L’appât du gain

Pour un joueur compulsif, l’appât du gain, le rêve d’une vie plus aisée et le désir de déjouer les probabilités sont les principales sources du problème qui l’entraîneront vers une spirale infernale menant tout droit à un puits sans fond. Dans la descente, il en vient à perdre la notion de plaisir que le jeu est sensé lui procurer, à perdre le contact avec la réalité et tout ce qui l’entoure, tel un cheval avec des œillères lors d’une course.

Depuis quelques semaines, mes garçons ont commencé à jouer au hockey.

Déjà coincé dans le rythme effréné de la vie moderne tous les matins scolaire, pourquoi ne pas continuer sur la lancée le weekend venu?
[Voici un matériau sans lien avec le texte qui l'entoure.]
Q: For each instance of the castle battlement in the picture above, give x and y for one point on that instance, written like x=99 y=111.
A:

Qui veut dormir plus tard que 7:00 dans ses journées de congé de toute façon… C’est le plus jeune qui a exprimé son désir de jouer le premier. Le plus vieux, après lui en avoir glissé un mot dans les deux dernières années, n’était pas intéressé. Mais quand il a vu son frère avec son attirail de gladiateur, il a trouvé ça « cool » et il voulait jouer lui aussi ! Direction aréna, habillage en vitesse, 3 tours de ruban gommé et c’est parti ! Je vais m’asseoir dans les estrades avec ma caméra pour immortaliser ce moment.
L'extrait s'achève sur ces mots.